1096 acres located north of Highway 96 and west of Highway 23. Richland Creek, Savage Creek area. About 20 minutes from the Bonaire, Warner Robins area. Established club with deer, turkey , hogs, and bear. Approximately 17 to 19 members each year. Good road system and great rules. $825 per year. 1/4 acre campsite. No power or water. Pin in system. 3 openings at this time. Please see attached rules with my contact information. Call, Email, or Text.


----------



## Wcscott (May 22, 2018)

Is it possible to pay for turkey season hunts/rights? Grew up not far from the area.


----------



## delacroix (May 23, 2018)

How many memberships total?
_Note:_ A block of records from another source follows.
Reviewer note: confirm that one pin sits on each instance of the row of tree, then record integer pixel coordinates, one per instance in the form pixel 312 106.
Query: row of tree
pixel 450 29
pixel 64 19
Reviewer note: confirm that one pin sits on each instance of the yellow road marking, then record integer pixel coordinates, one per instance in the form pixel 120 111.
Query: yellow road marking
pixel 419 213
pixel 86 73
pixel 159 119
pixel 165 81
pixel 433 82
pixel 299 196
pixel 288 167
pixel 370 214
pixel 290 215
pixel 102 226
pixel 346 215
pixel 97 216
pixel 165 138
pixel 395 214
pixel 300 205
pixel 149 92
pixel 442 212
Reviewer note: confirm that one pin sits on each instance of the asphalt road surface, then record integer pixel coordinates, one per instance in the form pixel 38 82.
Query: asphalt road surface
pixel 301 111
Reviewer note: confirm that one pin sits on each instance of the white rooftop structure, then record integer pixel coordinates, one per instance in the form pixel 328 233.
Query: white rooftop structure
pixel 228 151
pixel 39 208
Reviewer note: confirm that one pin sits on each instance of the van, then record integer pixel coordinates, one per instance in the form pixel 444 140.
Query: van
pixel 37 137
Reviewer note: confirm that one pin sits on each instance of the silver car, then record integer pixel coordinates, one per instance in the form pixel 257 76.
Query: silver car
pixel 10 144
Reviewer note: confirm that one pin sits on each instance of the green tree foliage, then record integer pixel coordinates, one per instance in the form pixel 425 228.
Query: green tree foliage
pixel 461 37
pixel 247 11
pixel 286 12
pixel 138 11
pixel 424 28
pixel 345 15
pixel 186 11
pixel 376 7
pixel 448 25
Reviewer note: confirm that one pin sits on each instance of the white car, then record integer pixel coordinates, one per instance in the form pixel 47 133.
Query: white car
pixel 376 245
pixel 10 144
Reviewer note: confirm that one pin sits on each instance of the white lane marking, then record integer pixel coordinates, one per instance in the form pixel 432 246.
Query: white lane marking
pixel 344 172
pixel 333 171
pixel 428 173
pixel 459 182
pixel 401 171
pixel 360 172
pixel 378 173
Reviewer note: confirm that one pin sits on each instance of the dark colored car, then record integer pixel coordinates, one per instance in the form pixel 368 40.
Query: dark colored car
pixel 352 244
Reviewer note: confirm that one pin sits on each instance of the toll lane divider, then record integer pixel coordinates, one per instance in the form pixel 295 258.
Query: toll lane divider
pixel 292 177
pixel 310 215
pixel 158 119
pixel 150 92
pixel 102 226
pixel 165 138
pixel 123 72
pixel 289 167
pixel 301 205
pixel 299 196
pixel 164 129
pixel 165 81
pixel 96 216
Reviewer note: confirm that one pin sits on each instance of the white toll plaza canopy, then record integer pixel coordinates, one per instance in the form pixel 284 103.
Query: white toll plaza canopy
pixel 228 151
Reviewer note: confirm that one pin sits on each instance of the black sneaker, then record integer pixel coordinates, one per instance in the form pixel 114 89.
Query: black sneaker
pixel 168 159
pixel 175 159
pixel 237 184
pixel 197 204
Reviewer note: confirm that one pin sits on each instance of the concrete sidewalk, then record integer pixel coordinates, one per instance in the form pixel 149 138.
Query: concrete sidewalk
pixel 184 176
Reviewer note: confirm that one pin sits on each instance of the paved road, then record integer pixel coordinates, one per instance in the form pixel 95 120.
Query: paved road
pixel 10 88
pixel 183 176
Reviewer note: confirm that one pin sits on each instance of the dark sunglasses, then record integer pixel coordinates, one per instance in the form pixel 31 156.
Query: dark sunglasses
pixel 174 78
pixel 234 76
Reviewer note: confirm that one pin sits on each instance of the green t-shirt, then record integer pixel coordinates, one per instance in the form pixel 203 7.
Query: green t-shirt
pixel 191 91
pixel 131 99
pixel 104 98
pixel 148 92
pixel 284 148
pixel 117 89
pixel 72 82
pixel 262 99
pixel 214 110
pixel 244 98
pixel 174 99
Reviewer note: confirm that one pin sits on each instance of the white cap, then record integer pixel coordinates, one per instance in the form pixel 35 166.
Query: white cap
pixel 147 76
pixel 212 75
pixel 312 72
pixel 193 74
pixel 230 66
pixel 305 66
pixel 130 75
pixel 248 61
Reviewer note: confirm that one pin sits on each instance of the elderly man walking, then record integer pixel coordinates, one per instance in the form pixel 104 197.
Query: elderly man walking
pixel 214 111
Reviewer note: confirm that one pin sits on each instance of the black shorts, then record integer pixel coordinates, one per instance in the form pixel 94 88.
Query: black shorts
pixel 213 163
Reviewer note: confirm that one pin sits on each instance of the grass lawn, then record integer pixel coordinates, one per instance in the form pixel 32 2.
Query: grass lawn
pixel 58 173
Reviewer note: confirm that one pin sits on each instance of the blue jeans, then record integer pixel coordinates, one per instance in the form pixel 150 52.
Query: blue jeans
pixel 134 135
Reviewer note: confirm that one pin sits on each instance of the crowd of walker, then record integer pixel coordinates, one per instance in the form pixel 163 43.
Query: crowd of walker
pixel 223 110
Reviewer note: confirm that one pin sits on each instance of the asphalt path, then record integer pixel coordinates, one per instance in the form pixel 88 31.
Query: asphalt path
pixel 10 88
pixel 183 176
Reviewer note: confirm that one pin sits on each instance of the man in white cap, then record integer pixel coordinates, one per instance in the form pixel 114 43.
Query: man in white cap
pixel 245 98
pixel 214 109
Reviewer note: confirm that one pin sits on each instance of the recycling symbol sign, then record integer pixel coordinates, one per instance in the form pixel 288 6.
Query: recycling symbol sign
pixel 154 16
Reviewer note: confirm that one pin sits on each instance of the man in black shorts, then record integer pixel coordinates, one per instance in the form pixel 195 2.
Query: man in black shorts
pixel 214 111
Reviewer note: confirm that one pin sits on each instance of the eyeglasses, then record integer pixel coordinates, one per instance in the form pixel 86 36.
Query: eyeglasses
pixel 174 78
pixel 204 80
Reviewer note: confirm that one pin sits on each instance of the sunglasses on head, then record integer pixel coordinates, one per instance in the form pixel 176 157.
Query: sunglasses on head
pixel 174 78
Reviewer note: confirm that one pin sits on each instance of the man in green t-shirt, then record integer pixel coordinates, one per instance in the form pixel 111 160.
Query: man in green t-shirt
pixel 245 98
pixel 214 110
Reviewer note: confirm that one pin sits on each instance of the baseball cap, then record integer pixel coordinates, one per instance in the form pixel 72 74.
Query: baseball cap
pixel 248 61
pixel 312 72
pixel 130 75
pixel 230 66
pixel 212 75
How far north of 96?


----------



## Raybaby (Jun 17, 2018)

delacroix said:


> How many memberships total? How far north of 96?


1 mile. 19 members


----------



## Raybaby (Jun 17, 2018)

Wcscott said:


> Is it possible to pay for turkey season hunts/rights? Grew up not far from the area.


Not at this time.


----------



## Dbishop2024 (Jul 20, 2018)

Still have openings?


----------



## PhilDesalvo (Jul 30, 2018)

My brother and I both are very interested. Hope you still have 2 slots available. Please send as much info as possible. I would love to come see it. Please send contact info to schedule something


----------



## Mcwrightllc (Aug 5, 2018)

Do you still have opening. ?


----------



## Kgb (Aug 18, 2018)

Live in Bonaire would like to join club call or tex 478 997 9513


----------



## Raybaby (Aug 23, 2018)

Wcscott said:


> Is it possible to pay for turkey season hunts/rights? Grew up not far from the area.


No.


----------



## Raybaby (Aug 23, 2018)

Dbishop2024 said:


> Still have openings?


I am sorry but we are full.


----------



## Raybaby (Aug 23, 2018)

Kgb said:


> Live in Bonaire would like to join club call or tex 478 997 9513


I am sorry but the club has filled


----------



## Raybaby (Aug 23, 2018)

Kgb said:


> Live in Bonaire would like to join club call or tex 478 997 9513


Iam sorry but we are full.


----------



## Haydenscott (Feb 4, 2019)

Raybaby said:


> 1096 acres located north of Highway 96 and west of Highway 23. Richland Creek, Savage Creek area. About 20 minutes from the Bonaire, Warner Robins area. Established club with deer, turkey , hogs, and bear. Approximately 17 to 19 members each year. Good road system and great rules. $825 per year. 1/4 acre campsite. No power or water. Pin in system. 3 openings at this time. Please see attached rules with my contact information. Call, Email, or Text.


Allow hog dogs?


----------



## Elloco1 (Feb 7, 2019)

Can you send coordinates please .can Google it thanks ......


----------



## kmckinnie (Feb 8, 2019)

Raybaby has not been on here sence 11/29/18
Raybaby is you want this thread reopened PM me. 
Kmckinnie


----------